記者在畢拉河火災火場前線發現,內蒙古大興安嶺森防指5月2日共調集1385人(含森警455人)參加畢拉河大火撲救,到3日上午,共調集8365人(含森警2590人),但到3日下午15時,已到達火場的撲火人員為4700余人,因公路狹窄,路遠難行,故撲火隊伍進入火場速度較慢,不利於撲救行動的展開。
“深山之中,普通人輕裝每小時只能走一公里左右,撲火人員要攜帶各種設備,林中行走更為辛苦。”內蒙古大興安嶺國有重點林管理局防火辦副主任吳玉柱説,內蒙古大興安嶺林區公路網密度極低,僅有1.4米/公頃,因此防撲火工作格外艱難。
內蒙古大興安嶺重點國有林管理局局長閆宏光介紹説,“林區道路多數都需自籌資金來修,‘天保工程’實施以來,林區收入銳減,籌資困難。如今全面停止商業林採伐,更是心有餘力不足了。”林區多年來的財政吃緊狀況使林管局無力修建更多公路,即使爭取到了項目,配套資金也難以承擔。
“各地公路建設的配套資金標準基本統一,在林區這種高寒地區修路,成本遠高於內陸平原地區。”他説。
“如果首先預警快,及時發現火情,然後能做到多種方式快速向一線投送兵力,就能佔得先機,一旦錯過初發火階段,火勢迅速蔓延,撲救難度就大了。”武警內蒙古自治區森林總隊總隊長曹龍説。
“整個火區其實就是一條路,剩下全部是靠裝甲運兵車、清道運兵車來運兵,或者靠撲火隊員路上走、空中投放兵力。”國家林業局副局長李樹銘表示,林區大火的撲救過程中,空中投放兵力和裝甲車運兵顯得尤為重要,但這兩方面力量不足也是值得關注的問題。

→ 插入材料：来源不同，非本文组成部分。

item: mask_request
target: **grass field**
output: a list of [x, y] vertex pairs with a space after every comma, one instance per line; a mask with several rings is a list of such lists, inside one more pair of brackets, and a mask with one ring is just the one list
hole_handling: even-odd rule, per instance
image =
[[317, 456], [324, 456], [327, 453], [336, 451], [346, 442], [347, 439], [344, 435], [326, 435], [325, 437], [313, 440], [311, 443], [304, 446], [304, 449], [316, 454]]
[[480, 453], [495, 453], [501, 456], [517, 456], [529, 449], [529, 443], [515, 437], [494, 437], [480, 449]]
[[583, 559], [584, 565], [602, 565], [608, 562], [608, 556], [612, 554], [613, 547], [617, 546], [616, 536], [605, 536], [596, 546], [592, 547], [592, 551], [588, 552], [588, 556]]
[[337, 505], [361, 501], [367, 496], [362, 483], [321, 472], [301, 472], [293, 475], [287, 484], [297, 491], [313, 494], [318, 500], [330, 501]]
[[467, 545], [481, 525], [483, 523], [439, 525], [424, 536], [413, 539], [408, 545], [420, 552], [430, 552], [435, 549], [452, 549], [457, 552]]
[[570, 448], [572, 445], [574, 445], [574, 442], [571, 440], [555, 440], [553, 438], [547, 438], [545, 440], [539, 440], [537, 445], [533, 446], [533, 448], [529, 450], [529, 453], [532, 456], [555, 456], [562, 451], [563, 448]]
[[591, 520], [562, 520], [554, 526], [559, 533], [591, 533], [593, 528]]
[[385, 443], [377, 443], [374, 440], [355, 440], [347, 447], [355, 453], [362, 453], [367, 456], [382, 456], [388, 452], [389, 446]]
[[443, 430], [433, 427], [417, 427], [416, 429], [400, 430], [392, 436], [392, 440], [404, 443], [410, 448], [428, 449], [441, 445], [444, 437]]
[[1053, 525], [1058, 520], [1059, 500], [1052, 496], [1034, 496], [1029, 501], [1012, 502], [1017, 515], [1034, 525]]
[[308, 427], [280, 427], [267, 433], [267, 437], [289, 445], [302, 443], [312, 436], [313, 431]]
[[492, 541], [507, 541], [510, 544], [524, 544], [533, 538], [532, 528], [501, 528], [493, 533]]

“撲火救災手段比較單一,飛機數量比較少,機械化撲火能力較差,主要還是依靠人和火直接的撲救方式,所以給撲火救災帶來很大的難度。”他説。
基層防火人員表示,目前遙感衛星發現火點時,火場面積往往已有1平方公里,加之林區道路難行,空中大規模運輸還難以實現,撲火隊伍趕到時往往已釀成大火。
此外,中國移動、中國聯通、中國電信在火場絕大部分區域均無信號,撲救隊伍只能依靠對講機在有限範圍內進行溝通,前後方通訊極為困難。在畢拉河大火中,即使是在前方指揮部,也只有臨時調來的中國移動信號車提供服務,中國電信的信號在火情發生3日後才得以接通。而在那吉大火中,中國聯通的應急通信保障車竟然是從距火場近2000公里外的呼和浩特緊急調來的。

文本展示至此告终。